Some amenities were unimaginable a few decades ago. Take in-flight Internet connections, for example. Eric Sedransk, an entrepreneur who runs a website for golfers called TheEarlyBirdie.com, wouldn’t turn the clock back by more than three decades because he’d lose his onboard connection.
“Due to the advances in technology, I am able to work and travel all at the same time,” he said. “I no longer need to stress about a six-hour flight interrupting my workload and affecting my business. I purposely only book flights that offer Wi-Fi, as I constantly need to have access to my website and communicate with my customers.”
Other advances include live television in every seatback, even in economy class. And one other important one.

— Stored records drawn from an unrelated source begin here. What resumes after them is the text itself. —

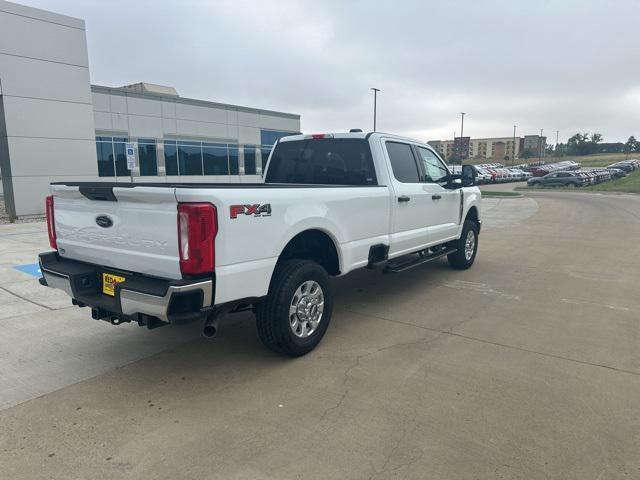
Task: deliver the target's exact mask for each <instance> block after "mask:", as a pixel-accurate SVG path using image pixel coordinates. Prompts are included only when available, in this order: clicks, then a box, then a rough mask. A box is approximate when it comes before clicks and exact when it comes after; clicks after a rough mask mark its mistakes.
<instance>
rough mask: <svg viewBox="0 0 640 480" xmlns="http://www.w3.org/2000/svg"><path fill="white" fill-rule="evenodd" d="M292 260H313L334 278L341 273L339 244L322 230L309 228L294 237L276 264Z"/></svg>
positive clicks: (323, 229)
mask: <svg viewBox="0 0 640 480" xmlns="http://www.w3.org/2000/svg"><path fill="white" fill-rule="evenodd" d="M291 259H300V260H312V261H314V262H316V263H318V264H320V265H321V266H322V267H323V268H324V269H325V270H326V271H327V273H328V274H329V275H333V276H335V275H339V274H340V271H341V268H340V266H341V258H340V249H339V248H338V242H337V241H336V239H335V238H334V237H333V235H331V233H330V232H327V231H326V230H324V229H322V228H308V229H305V230H302V231H300V232H298V233H296V234H295V235H293V237H292V238H290V239H289V241H288V242H287V243H286V244H285V246H284V247H283V248H282V250H281V252H280V255H279V256H278V260H277V263H276V264H278V263H280V262H282V261H285V260H291Z"/></svg>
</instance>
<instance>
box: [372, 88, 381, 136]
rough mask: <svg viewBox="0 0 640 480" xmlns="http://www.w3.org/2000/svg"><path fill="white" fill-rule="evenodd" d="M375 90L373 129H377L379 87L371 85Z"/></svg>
mask: <svg viewBox="0 0 640 480" xmlns="http://www.w3.org/2000/svg"><path fill="white" fill-rule="evenodd" d="M371 90H373V131H374V132H375V131H376V116H377V107H378V92H379V91H380V89H379V88H376V87H371Z"/></svg>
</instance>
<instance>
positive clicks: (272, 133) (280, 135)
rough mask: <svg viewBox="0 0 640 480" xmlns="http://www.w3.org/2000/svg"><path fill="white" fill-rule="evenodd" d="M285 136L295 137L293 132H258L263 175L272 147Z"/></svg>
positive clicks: (260, 131) (276, 131)
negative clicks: (279, 140)
mask: <svg viewBox="0 0 640 480" xmlns="http://www.w3.org/2000/svg"><path fill="white" fill-rule="evenodd" d="M287 135H295V133H293V132H283V131H280V130H260V158H261V161H262V162H261V163H262V172H263V173H264V171H265V167H266V166H267V160H268V159H269V154H270V153H271V149H272V148H273V145H274V144H275V143H276V142H277V141H278V140H280V139H281V138H282V137H286V136H287ZM245 168H246V167H245Z"/></svg>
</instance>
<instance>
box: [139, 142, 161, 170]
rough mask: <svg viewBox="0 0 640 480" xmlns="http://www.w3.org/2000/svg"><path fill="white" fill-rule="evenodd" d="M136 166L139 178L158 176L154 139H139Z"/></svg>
mask: <svg viewBox="0 0 640 480" xmlns="http://www.w3.org/2000/svg"><path fill="white" fill-rule="evenodd" d="M138 164H139V166H140V176H141V177H154V176H156V175H158V157H157V152H156V141H155V140H154V139H147V138H141V139H140V140H138Z"/></svg>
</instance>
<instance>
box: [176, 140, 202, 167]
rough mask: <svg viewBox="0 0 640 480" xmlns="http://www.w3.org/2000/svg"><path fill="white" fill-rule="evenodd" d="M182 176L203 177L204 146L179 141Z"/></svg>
mask: <svg viewBox="0 0 640 480" xmlns="http://www.w3.org/2000/svg"><path fill="white" fill-rule="evenodd" d="M178 170H179V172H180V175H202V144H200V143H199V142H184V141H178Z"/></svg>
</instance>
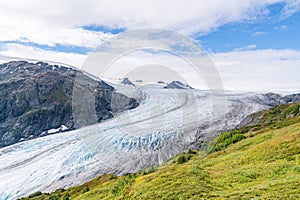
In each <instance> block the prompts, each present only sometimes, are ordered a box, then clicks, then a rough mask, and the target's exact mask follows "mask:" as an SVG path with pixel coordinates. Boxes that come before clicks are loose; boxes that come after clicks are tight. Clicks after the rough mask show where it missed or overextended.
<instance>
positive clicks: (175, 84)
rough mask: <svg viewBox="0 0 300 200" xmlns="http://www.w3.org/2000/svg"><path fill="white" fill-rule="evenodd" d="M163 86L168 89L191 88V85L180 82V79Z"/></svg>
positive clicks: (185, 88) (181, 88)
mask: <svg viewBox="0 0 300 200" xmlns="http://www.w3.org/2000/svg"><path fill="white" fill-rule="evenodd" d="M164 88H168V89H193V88H192V87H191V86H189V85H186V84H183V83H181V82H180V81H172V82H171V83H169V84H168V85H167V86H165V87H164Z"/></svg>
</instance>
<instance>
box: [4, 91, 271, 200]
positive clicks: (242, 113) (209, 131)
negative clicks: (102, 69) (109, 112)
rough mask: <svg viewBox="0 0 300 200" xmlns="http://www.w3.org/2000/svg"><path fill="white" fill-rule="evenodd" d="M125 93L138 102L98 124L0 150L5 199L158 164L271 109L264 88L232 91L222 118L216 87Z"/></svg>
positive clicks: (47, 190)
mask: <svg viewBox="0 0 300 200" xmlns="http://www.w3.org/2000/svg"><path fill="white" fill-rule="evenodd" d="M123 89H124V88H123ZM121 92H122V91H121ZM123 92H124V93H127V94H126V95H129V93H135V95H138V98H139V99H140V101H141V102H140V106H138V107H137V108H135V109H132V110H129V111H127V112H124V113H121V114H120V115H118V116H116V117H115V118H112V119H110V120H107V121H105V122H102V123H99V124H96V125H92V126H88V127H84V128H81V129H78V130H74V131H68V132H62V133H60V134H54V135H48V136H45V137H41V138H36V139H33V140H29V141H24V142H21V143H17V144H15V145H12V146H8V147H5V148H2V149H0V163H1V165H0V199H15V198H18V197H22V196H24V195H29V194H31V193H34V192H36V191H42V192H51V191H53V190H55V189H57V188H66V187H70V186H74V185H78V184H82V183H83V182H86V181H88V180H90V179H92V178H95V177H96V176H98V175H101V174H104V173H115V174H123V173H129V172H136V171H138V170H140V169H143V168H145V167H148V166H153V165H158V164H161V163H162V162H164V161H166V160H167V159H169V158H170V157H173V156H175V155H176V154H178V153H180V152H182V151H184V150H187V148H188V147H189V146H190V145H191V144H192V143H193V142H195V140H196V138H197V137H201V138H204V139H207V140H209V139H210V138H211V137H213V136H215V135H216V134H219V133H220V132H221V131H224V130H225V129H226V128H227V129H231V128H234V127H235V126H236V125H238V123H239V122H240V121H241V120H242V119H243V118H244V117H245V116H247V115H248V114H250V113H252V112H256V111H259V110H262V109H266V108H268V106H267V105H265V104H263V103H261V101H257V99H261V98H263V96H262V95H260V94H256V93H242V92H240V93H234V92H227V93H226V104H225V107H224V109H225V110H226V117H224V116H223V115H222V113H213V112H215V111H214V110H213V107H212V105H211V98H210V97H211V96H212V95H218V94H217V93H216V94H213V93H212V92H211V91H201V90H192V89H191V90H176V89H162V88H157V87H153V88H152V87H141V88H138V89H136V90H135V89H133V88H132V87H131V88H130V89H128V90H127V91H125V89H124V91H123ZM221 95H222V94H221ZM213 116H214V117H213ZM225 127H226V128H225Z"/></svg>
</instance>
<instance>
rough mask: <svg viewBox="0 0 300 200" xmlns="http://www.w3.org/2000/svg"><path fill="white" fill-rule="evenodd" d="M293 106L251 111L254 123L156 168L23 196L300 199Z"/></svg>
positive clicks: (297, 137)
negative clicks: (254, 121)
mask: <svg viewBox="0 0 300 200" xmlns="http://www.w3.org/2000/svg"><path fill="white" fill-rule="evenodd" d="M299 106H300V103H298V104H289V105H280V106H277V107H275V108H273V109H271V110H268V111H265V112H261V113H256V114H254V115H256V116H259V118H260V121H259V123H258V124H256V125H252V126H248V127H243V128H241V129H238V130H233V131H230V132H226V133H224V134H222V135H221V136H219V137H218V138H217V139H216V145H215V147H214V148H213V149H212V150H211V152H210V153H209V154H207V155H206V156H204V157H203V156H200V155H201V152H198V151H189V152H187V153H183V154H180V155H178V156H177V157H175V158H173V159H171V160H169V161H168V162H166V163H164V164H163V165H162V166H159V167H157V168H154V167H151V168H149V169H146V170H143V171H141V172H139V173H136V174H128V175H124V176H120V177H116V176H114V175H102V176H100V177H98V178H96V179H94V180H92V181H90V182H87V183H85V184H83V185H81V186H77V187H72V188H69V189H66V190H62V189H60V190H57V191H55V192H54V193H51V194H41V193H40V192H37V193H35V194H32V195H30V196H29V197H26V198H24V199H78V200H79V199H80V200H81V199H300V116H299ZM297 115H298V116H297Z"/></svg>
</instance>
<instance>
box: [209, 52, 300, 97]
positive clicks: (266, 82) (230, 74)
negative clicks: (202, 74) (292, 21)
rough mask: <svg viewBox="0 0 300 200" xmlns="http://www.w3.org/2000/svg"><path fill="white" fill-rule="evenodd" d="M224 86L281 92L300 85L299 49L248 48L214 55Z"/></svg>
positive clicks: (212, 55) (226, 87) (212, 56)
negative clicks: (283, 49)
mask: <svg viewBox="0 0 300 200" xmlns="http://www.w3.org/2000/svg"><path fill="white" fill-rule="evenodd" d="M211 57H212V60H213V61H214V63H215V65H216V66H217V69H218V71H219V73H220V74H221V77H222V79H223V84H224V87H225V88H227V89H235V90H255V91H279V90H282V91H283V90H291V89H299V88H300V77H299V76H298V74H300V68H299V65H300V52H299V51H293V50H275V49H264V50H248V51H235V52H228V53H217V54H213V55H212V56H211Z"/></svg>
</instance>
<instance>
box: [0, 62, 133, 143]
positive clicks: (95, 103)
mask: <svg viewBox="0 0 300 200" xmlns="http://www.w3.org/2000/svg"><path fill="white" fill-rule="evenodd" d="M74 91H78V93H79V92H80V93H81V94H82V95H84V94H85V93H84V92H86V93H87V92H90V93H91V94H93V96H94V97H95V100H94V102H93V101H92V100H89V101H90V102H92V103H94V105H95V106H94V107H95V110H96V115H97V116H96V119H95V120H94V121H92V120H90V121H88V122H87V123H86V124H79V123H77V124H75V119H74V116H73V114H74V112H73V111H74V110H80V111H81V110H84V109H83V108H84V107H85V106H86V105H80V104H77V105H76V106H74V105H73V104H72V101H73V98H74V97H76V95H74V94H73V92H74ZM112 101H113V102H114V104H116V102H118V101H119V102H120V111H123V110H128V109H130V108H135V107H136V106H137V102H136V100H135V99H130V98H128V97H126V96H125V95H122V94H119V93H116V92H115V91H114V88H113V87H111V86H110V85H108V84H106V83H105V82H104V81H101V80H98V81H96V80H94V79H92V78H90V77H89V76H87V75H86V74H84V73H83V72H82V71H79V70H76V69H74V68H70V67H64V66H58V65H51V64H48V63H44V62H37V63H31V62H27V61H11V62H8V63H4V64H0V112H1V114H0V148H1V147H5V146H8V145H12V144H15V143H18V142H21V141H24V140H29V139H33V138H37V137H40V136H45V135H48V134H52V133H54V132H56V131H55V129H57V131H58V130H59V128H60V127H62V126H63V127H65V128H64V129H69V130H72V129H75V128H80V127H81V126H85V125H89V124H94V123H97V122H100V121H103V120H106V119H109V118H112V117H113V115H114V113H113V112H112V106H111V104H112ZM123 102H129V103H128V104H129V106H128V105H127V104H125V105H123V104H124V103H123ZM92 103H91V104H92ZM89 118H91V117H90V115H89Z"/></svg>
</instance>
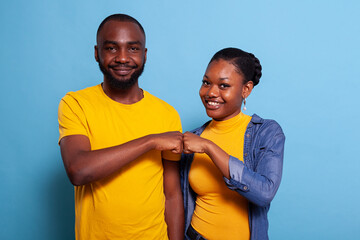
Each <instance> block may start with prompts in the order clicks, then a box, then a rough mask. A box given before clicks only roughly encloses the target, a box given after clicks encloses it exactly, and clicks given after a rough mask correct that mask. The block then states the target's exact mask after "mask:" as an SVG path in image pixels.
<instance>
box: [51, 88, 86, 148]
mask: <svg viewBox="0 0 360 240" xmlns="http://www.w3.org/2000/svg"><path fill="white" fill-rule="evenodd" d="M58 121H59V132H60V136H59V143H60V140H61V139H62V138H63V137H66V136H69V135H85V136H88V131H87V128H86V118H85V114H84V112H83V110H82V108H81V106H80V104H79V102H78V101H77V100H76V99H75V98H74V97H73V96H71V95H70V94H67V95H65V97H63V98H62V99H61V101H60V104H59V109H58Z"/></svg>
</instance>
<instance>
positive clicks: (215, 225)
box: [181, 48, 285, 240]
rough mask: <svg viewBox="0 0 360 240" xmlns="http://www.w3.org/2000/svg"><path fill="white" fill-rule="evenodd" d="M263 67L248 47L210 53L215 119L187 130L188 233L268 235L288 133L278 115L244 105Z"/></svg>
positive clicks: (229, 234)
mask: <svg viewBox="0 0 360 240" xmlns="http://www.w3.org/2000/svg"><path fill="white" fill-rule="evenodd" d="M261 75H262V74H261V65H260V62H259V60H258V59H257V58H256V57H255V56H254V55H253V54H251V53H247V52H244V51H242V50H240V49H236V48H226V49H223V50H220V51H219V52H217V53H216V54H215V55H214V56H213V58H212V59H211V60H210V63H209V65H208V67H207V69H206V72H205V75H204V78H203V83H202V86H201V88H200V91H199V94H200V98H201V100H202V102H203V104H204V106H205V109H206V113H207V115H208V116H209V117H211V118H212V120H211V121H209V122H207V123H205V124H204V125H203V126H202V127H200V128H198V129H196V130H194V131H193V132H191V133H190V132H186V133H185V134H184V138H183V141H184V153H185V154H183V157H182V161H181V168H182V172H181V174H182V176H181V177H182V190H183V194H184V205H185V226H186V228H185V234H186V237H185V238H186V239H221V240H223V239H251V240H255V239H261V240H263V239H268V234H267V231H268V220H267V212H268V210H269V207H270V202H271V200H272V199H273V198H274V196H275V193H276V191H277V189H278V187H279V184H280V180H281V175H282V165H283V152H284V141H285V136H284V134H283V132H282V130H281V127H280V126H279V124H278V123H276V122H275V121H274V120H265V119H262V118H260V117H259V116H257V115H256V114H254V115H253V116H248V115H246V114H244V113H242V112H241V106H242V104H244V110H245V109H246V108H245V103H246V98H247V97H248V96H249V95H250V93H251V91H252V89H253V87H254V86H255V85H257V84H258V83H259V79H260V77H261Z"/></svg>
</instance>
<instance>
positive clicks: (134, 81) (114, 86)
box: [107, 76, 137, 90]
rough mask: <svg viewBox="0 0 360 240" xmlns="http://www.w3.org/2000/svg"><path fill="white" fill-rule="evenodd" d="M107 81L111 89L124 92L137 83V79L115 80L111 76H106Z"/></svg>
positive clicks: (117, 78)
mask: <svg viewBox="0 0 360 240" xmlns="http://www.w3.org/2000/svg"><path fill="white" fill-rule="evenodd" d="M107 80H108V82H109V85H110V86H111V87H113V88H116V89H120V90H126V89H129V88H131V87H132V86H134V85H135V84H136V83H137V79H135V78H120V79H119V78H115V77H113V76H111V77H110V76H108V77H107Z"/></svg>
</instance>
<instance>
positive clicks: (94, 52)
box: [94, 45, 99, 62]
mask: <svg viewBox="0 0 360 240" xmlns="http://www.w3.org/2000/svg"><path fill="white" fill-rule="evenodd" d="M94 55H95V60H96V61H97V62H99V52H98V48H97V46H96V45H95V46H94Z"/></svg>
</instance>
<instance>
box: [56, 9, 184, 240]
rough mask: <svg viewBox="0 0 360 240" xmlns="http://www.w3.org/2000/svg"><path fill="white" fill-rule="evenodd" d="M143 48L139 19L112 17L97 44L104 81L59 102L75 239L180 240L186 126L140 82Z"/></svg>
mask: <svg viewBox="0 0 360 240" xmlns="http://www.w3.org/2000/svg"><path fill="white" fill-rule="evenodd" d="M146 53H147V49H146V48H145V32H144V30H143V28H142V26H141V25H140V23H139V22H138V21H137V20H135V19H134V18H132V17H130V16H128V15H124V14H115V15H111V16H109V17H107V18H106V19H104V21H103V22H102V23H101V24H100V26H99V29H98V31H97V45H96V46H95V59H96V61H97V62H98V63H99V67H100V69H101V71H102V73H103V74H104V81H103V83H102V84H99V85H97V86H94V87H90V88H86V89H83V90H80V91H77V92H70V93H68V94H67V95H66V96H65V97H64V98H63V99H62V100H61V102H60V105H59V128H60V139H59V143H60V148H61V154H62V159H63V162H64V166H65V169H66V172H67V174H68V176H69V178H70V181H71V182H72V183H73V184H74V185H75V222H76V223H75V232H76V239H78V240H91V239H146V240H149V239H156V240H159V239H168V238H169V239H183V228H184V223H183V203H182V195H181V190H180V181H179V172H178V160H179V159H180V153H181V152H182V133H181V123H180V118H179V116H178V114H177V112H176V111H175V109H173V108H172V107H171V106H170V105H168V104H167V103H165V102H164V101H162V100H160V99H158V98H156V97H155V96H153V95H151V94H150V93H148V92H146V91H144V90H142V89H141V88H140V87H139V85H138V78H139V76H140V75H141V73H142V71H143V69H144V64H145V62H146Z"/></svg>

“No smoking,” said Patricia Brown, a frequent traveler based in Sacramento, Calif. “Did they really believe you could ever have a smoking and no-smoking section on an airplane?”
Growth industry
Passengers are different, too.
“People have gotten much bigger in the last 40 years,” said Barbara DesChamps, author of “It’s In The Bag: The Complete Guide to Lightweight Travel.” “That makes coach travel a claustrophobic experience.”
With or without deregulation, the airline industry would have evolved. And people would have changed. Passengers and industry-watchers might still have the Golden Age debate, but they’d just be asking a different set of questions.
In the end, say observers, it is probably pointless to wonder if the airline industry’s best days are behind it. It is particularly meaningless to yearn for a time when air carriers competed based on service, not price.
Times change, says Harlan Platt, a finance professor at Northeastern University. It's inevitable.
“We have become a very casual society,” he said. “Air travel today has entered the Levi era — in the same token that Steve Jobs wears Levi's and a turtleneck to work versus a suit, travel has gone from luxury liners where people wait on you to, $29 and $49 tickets on AirTran and Southwest.”